The movie does a wonderful job of showing how in times of war, the uniform does not a leader make. Likewise, in my experience, not all leaders have titles and not all those with titles are leaders.
The movie is based on the remarkable World War II evacuation of over 330,000 allied soldiers trapped by quickly advancing Germans on France’s North Shore. Just across the channel, the promise of safety beckons. And yet, the large Navy carrier ships are easy targets for German submarines and fighter pilots. As a result, the successful rescue operation depended heavily on a flotilla of 700 private little ships, many piloted and staffed by civilians.
Great films, whether completely fictional or based on a true story, have a way of pulling us in to personal stories and moral challenges that reflect the complex reality of real life. In Dunkirk, the theme demonstrates our instinctual will to not only survive, but give one’s life for the sake of others. It is a movie about real people turned heroes. About how situations can cause some among us to rise up as true leaders.
While the extreme circumstances in the movie are, thankfully, not something most of us will ever have to experience, we are all fighting battles. Every one of us is facing personal battles for certain. But beyond that, there has yet to be a point in our history where issues of social, political, and economic justice were not present in daily life. Regardless of the circumstances, there are always those among us who are willing to put themselves in harm’s way for causes that matter deeply to them.
Watching the movie, I couldn’t help but notice that heroes are made when those amongst us recognize the threat, feel the fear, and act anyway. This is leadership in action.
Leadership shows up in many different ways throughout the movie.
We see it in a British pleasure boat captain who joins the rescue flotilla, asserting that if men his age are going to send young soldiers to war, they should be prepared to do all they can to bring them home.
We see it in this same captain’s teenage son who acts with a compassion far beyond his years toward a shell-shocked soldier, even in the face of the fact that the soldier was responsible for the death of a friend.
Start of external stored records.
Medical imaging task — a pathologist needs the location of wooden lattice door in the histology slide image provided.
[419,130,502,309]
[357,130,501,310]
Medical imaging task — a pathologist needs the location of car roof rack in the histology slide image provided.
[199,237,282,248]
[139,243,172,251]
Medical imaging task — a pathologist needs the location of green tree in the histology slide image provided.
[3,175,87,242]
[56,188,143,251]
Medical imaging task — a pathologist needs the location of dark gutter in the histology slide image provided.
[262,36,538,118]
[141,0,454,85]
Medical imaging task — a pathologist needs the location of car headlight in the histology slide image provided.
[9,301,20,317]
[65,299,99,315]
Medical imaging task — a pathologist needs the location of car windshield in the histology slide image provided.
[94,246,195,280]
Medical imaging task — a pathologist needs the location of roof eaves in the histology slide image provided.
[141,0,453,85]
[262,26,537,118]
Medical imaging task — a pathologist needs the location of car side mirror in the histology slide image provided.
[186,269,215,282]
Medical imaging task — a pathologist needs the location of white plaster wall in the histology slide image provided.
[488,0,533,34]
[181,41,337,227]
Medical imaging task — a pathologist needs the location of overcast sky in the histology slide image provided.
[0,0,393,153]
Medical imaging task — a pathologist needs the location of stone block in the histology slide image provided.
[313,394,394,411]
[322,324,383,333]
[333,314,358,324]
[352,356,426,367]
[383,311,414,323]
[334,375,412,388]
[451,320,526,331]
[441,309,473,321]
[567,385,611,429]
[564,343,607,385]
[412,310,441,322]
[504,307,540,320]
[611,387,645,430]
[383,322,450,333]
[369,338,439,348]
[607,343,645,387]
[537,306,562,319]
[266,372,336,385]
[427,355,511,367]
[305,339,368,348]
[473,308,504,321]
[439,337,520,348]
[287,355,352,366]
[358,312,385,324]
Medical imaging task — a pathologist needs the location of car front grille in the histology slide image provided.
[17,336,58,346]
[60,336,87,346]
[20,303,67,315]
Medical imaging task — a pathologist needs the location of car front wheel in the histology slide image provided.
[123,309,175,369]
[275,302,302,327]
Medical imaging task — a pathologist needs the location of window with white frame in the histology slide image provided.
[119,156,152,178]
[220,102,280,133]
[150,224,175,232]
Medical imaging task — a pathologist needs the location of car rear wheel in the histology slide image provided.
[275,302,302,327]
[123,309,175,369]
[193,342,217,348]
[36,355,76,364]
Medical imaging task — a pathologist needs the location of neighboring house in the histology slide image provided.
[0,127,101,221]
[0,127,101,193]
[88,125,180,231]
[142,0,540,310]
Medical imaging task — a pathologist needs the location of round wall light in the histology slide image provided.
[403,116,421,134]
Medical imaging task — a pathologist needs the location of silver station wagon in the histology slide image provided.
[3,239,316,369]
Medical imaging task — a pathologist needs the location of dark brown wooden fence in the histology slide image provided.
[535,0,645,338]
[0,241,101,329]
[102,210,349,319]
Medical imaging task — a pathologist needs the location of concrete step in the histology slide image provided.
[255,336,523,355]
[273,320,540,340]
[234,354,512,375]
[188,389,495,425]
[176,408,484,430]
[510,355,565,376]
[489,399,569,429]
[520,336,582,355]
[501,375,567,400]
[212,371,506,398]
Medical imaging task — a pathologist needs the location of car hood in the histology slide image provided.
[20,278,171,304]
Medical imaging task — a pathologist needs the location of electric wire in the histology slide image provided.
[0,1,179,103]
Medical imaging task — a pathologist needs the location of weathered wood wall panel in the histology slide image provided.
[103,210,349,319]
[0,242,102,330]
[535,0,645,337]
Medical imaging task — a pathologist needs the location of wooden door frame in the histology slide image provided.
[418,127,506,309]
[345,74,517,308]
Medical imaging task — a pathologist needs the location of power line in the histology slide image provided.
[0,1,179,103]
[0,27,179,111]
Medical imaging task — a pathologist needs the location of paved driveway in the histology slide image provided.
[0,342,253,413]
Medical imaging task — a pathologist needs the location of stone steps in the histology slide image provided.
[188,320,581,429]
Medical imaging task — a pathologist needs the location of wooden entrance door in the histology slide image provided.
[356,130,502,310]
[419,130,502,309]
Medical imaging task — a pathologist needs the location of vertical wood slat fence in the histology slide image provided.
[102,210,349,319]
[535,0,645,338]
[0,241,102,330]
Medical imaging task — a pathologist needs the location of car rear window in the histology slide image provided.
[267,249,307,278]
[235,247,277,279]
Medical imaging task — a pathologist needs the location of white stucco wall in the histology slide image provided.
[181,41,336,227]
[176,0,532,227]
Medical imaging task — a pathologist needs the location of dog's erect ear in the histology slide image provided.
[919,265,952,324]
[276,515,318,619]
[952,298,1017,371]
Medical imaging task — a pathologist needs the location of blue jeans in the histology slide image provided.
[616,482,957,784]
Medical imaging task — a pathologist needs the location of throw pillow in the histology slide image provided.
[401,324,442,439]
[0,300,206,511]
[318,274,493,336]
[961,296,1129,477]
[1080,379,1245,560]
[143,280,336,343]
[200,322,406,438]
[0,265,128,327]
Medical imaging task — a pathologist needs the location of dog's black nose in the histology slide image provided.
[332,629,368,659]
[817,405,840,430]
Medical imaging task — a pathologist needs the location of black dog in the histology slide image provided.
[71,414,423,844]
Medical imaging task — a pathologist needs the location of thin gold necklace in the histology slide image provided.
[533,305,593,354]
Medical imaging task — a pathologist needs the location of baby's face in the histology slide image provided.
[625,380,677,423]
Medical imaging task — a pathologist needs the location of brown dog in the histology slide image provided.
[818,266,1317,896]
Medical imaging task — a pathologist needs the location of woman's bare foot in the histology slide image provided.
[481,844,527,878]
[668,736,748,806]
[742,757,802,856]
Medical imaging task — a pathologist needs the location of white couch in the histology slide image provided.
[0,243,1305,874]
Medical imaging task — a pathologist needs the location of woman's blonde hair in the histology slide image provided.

We recognize it in a Royal Air Force pilot who knows he must turn around to safety because his fuel is running out, but who chooses to stay, facing German capture, to first protect hundreds still trapped on the beach.
Likewise, the movie is full of examples of those who hold a leadership title but do not act the part.
Since watching, I’ve been contemplating my own leadership capacity. I am reminded that there is no age, gender, educational status, or professional training capable of the automatic creation of a leader. It is only through our actions that we may lay claim to this title.
Simple actions like answering a question honestly, admitting a mistake, and choosing to stand up for someone else are what makes us leaders – and heroes – not the title.
Who have been the heroes in your own life? How did their leadership impact you?